The Kurdish president of Iraq, Jalal Talabani, is more or less threatening to sue the Shiite prime minister, Nuri al-Maliki. Al-Maliki has been creating Arab tribal councils loyal to himself, including in some areas of mixed Arab and Kurdish populations. Talabani maintains that these “support councils” have a paramilitary dimension and so are essentially militias, and so illegal. Al-Maliki has formally refused to dissolve them, however. He likens them to the “Awakening Councils” created by the US military among Sunni Arabs. And he denies that he has armed the support councils. (He is being disingenuous, since Arab tribesmen generally have guns.) Talabani is afraid that al-Maliki will use these councils to roll back the Kurdish peshmerga or paramilitary, which has extended its presence 200 km. into Iraq proper all around Kurdistan.
Talabani has threatened to take the matter to the constitutional court.

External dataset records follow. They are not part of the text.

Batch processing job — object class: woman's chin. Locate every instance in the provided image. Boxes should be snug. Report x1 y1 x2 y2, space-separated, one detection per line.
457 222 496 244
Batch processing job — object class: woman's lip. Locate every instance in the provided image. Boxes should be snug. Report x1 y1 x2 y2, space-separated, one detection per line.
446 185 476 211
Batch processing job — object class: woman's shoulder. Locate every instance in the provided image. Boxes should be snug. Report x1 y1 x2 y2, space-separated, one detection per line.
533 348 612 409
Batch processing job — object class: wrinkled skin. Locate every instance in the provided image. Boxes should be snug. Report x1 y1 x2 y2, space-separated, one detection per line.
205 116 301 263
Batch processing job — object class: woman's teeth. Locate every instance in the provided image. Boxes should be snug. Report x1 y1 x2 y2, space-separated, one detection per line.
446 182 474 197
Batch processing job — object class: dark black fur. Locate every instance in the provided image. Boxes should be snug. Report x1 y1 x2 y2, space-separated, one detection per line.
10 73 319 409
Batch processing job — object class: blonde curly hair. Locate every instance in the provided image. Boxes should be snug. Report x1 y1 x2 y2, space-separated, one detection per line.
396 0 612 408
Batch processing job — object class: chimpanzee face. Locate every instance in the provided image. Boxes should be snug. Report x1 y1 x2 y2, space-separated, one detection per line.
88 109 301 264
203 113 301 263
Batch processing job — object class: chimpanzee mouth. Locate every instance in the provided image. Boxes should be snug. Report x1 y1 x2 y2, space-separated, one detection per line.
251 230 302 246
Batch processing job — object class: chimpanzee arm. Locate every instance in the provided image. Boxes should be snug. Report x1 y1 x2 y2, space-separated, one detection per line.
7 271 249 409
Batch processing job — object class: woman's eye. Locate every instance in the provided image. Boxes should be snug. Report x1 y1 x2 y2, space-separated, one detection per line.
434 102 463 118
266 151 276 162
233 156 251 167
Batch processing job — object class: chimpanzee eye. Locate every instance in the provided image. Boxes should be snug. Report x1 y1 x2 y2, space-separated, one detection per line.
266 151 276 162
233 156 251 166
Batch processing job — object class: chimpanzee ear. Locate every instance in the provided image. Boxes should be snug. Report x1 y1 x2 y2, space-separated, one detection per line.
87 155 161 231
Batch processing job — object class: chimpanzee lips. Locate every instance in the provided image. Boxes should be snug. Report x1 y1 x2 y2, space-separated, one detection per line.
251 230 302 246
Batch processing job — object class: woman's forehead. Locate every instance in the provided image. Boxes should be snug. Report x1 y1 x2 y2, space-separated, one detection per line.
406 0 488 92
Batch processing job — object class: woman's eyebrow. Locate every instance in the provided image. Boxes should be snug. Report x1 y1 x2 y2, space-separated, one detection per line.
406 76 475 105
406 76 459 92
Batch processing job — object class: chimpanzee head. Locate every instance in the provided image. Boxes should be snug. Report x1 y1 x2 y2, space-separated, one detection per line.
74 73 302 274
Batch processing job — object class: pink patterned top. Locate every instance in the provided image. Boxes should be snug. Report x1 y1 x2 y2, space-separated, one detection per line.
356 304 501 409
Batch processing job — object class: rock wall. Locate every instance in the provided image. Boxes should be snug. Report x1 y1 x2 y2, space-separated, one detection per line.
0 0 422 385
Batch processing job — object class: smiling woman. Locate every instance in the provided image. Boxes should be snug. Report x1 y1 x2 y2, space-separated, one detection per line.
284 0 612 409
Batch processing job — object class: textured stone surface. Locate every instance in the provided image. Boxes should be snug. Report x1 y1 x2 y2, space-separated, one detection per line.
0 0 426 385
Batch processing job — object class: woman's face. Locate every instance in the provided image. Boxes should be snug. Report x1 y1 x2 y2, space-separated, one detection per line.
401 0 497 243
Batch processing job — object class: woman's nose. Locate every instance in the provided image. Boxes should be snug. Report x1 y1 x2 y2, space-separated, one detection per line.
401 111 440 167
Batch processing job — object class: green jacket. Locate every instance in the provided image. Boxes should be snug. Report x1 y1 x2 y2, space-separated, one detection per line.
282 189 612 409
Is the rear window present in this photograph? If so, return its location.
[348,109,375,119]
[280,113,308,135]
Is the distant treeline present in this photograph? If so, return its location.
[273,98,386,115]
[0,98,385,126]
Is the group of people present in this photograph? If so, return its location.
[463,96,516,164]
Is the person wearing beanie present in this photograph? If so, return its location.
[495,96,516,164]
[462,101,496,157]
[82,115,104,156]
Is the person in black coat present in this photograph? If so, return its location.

Meanwhile, the Iraqi city council is complaining about al-Maliki’s army units in the southern port city. A couple of days ago, a special forces unit of the Iraqi Army tried to come into the governor’s mansion and came into conflict with the provincial guardsmen on site. The city council is asking al-Maliki for a coordination between the Iraqi army on the one hand and local security forces on the other, so as to keep peace in the city. They are also complaining that the army is arrogating to itself perquisites (i.e. is acting in a corrupt manner).
The Basra provincial council is dominated by the Islamic Virtue Party (Fadhila), which is politically at odds with al-Maliki’s Islamic Mission Party (al-Da’wa).
AFP says that ethnic conflict between Kurds and Sunni Arabs in Mosul is not only being played out with violence in the northern city of 1.7 million, but also at the ballot box. Sunni Arabs are mobilizing to dominate Ninevah Province, of which Mosul is the capital, in the provincial elections of Jan. 31, 2009.
Despite high-profile bombings in the past few days, the US military says that the number of attacks per day in Iraq in November was less than at any time since 2003. My recollection is that in November, 2003, it was an average of 17 attacks a day and the Sunni Arab guerrilla war was in full swing. You’re still getting 300-400 civilians killed a month, which is about 4,000 a year. It is not the apocalypse it was in 2006, but this level of violence is not reassuring to me, at least.